The family of a famous Bruin peacemaker, assassinated 25 years ago while serving as president of the American University of Beirut, has remembered him by seeking truth about his killers and reconciliation between nations.

By Kevin Matthews, Senior Writer

A shorter version of this article was published in UCLA Magazine.

After Israel began a ground invasion of the Gaza Strip in January, Mideast analysts writing in Forbes and the Indianapolis Star separately invoked the late political scientist Malcolm Kerr to set the fresh calamities in context.

The famous Bruin peacemaker would not relish his continuing relevance. Because instead of "The Arab Cold War" described in Kerr's classic 1965 study of inter-Arab conflict, in which pro-Western monarchies worked to sideline Nasser's Egypt—both writers contended—we now have a broader Middle Eastern cold war in which pro-Western Sunni Arab states are on one side, Iran is on the other, and the people caught in the middle, as ever, suffer and die.

Kerr himself was murdered in front of his office at the American University of Beirut (AUB) 25 years ago, apparently by a Hezbollah gunmen acting on Iranian orders. He had spent two decades at UCLA, successively heading the political science department, the Division of Social Sciences, and the von Grunebaum Center for Near Eastern Studies.
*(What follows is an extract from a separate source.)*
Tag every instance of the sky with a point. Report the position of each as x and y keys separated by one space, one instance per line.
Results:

The son of Americans who'd gone to work in 1919 for Near East Relief in Turkey and ended up teaching at AUB, Kerr spent his boyhood on the campus, met his wife Ann Zwicker Kerr there on her junior year abroad from Occidental College, took his first teaching job there, and saw three of the couple's four children born in Beirut.

Malcolm and Ann Kerr in the bleachers at the AUB field.

Malcolm and Ann Kerr in the bleachers at the AUB field.

Kerr understood the dangers in Beirut in 1982 as well as anyone. He left the family home in Pacific Palisades during the Israeli invasion, shortly after the kidnapping of AUB acting president David Dodge.  Ann Kerr, now Fulbright Coordinator at UCLA's International Institute, says the lure for both "was AUB.  It represented the very best of this country in a sea of misguided policy…a meeting of the best of East and West. I wanted to go back every bit as much as he did."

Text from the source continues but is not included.